Ardorously Activist, Passionately Insurgent
Location: FEN, Hall Central
Ardorously Activist, Passionately Insurgent is the name of biovideoart work which explores the theme of hair loss, the side effect of a violent chemotherapy I underwent to treat a devastating cancer I developed in 2011. As such, as my hair fell out, I re-lived the forms of violence inflicted upon my shining black hair in subscribing to 20th century hairstyling.
César Martínez

César Martínez works to tackle different economic, social, and cultural issues that have arisen in the last few decades. From a logic of provocation, critique, and disturbance, he uses multiple media to confront topics such as the social surfeit against a failed system, the failure of institutions, and globalization.

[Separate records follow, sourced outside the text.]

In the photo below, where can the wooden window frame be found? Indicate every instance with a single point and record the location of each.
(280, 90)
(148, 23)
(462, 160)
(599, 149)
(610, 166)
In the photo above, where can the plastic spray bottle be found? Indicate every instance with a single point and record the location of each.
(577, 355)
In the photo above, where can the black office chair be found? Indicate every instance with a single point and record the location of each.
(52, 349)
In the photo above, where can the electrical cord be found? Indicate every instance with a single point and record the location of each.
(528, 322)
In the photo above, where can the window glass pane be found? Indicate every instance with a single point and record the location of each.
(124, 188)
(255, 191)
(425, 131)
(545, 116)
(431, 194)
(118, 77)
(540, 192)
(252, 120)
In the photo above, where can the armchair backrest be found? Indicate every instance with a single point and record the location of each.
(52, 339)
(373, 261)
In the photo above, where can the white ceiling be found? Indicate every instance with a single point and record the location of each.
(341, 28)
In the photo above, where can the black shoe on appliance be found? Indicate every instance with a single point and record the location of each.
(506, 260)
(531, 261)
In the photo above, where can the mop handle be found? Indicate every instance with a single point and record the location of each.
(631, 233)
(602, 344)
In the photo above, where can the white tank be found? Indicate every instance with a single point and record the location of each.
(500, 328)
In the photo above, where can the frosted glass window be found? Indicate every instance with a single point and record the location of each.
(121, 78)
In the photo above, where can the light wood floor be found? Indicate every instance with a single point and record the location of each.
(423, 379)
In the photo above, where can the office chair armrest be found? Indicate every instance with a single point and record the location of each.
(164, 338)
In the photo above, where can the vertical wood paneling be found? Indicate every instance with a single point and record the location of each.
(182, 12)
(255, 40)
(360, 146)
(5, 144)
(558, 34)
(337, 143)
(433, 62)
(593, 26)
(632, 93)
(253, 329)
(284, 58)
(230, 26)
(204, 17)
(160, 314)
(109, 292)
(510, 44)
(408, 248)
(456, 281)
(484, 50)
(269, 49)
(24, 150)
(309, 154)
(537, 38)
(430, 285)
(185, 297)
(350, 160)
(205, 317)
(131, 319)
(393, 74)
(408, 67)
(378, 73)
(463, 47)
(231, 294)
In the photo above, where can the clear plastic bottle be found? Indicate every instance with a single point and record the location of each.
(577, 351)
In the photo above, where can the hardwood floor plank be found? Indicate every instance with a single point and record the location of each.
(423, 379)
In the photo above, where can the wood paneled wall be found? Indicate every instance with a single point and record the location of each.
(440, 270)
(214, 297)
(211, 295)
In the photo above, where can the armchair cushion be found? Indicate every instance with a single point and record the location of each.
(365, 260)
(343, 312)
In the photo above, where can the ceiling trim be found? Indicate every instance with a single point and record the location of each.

Free Trade Metabolism: Free Educational Gastroeconomy for All
An action to eradicate the ACANEMIA. Ten thousand dollars worth of gourmet performative cakes—packed with creative enzymes and symbolic proteins—will be served for audience members to taste. DIET EDUCATIONAL BUFFET, a metaphorical symbiosis of fats and glucides against the dessertification of education.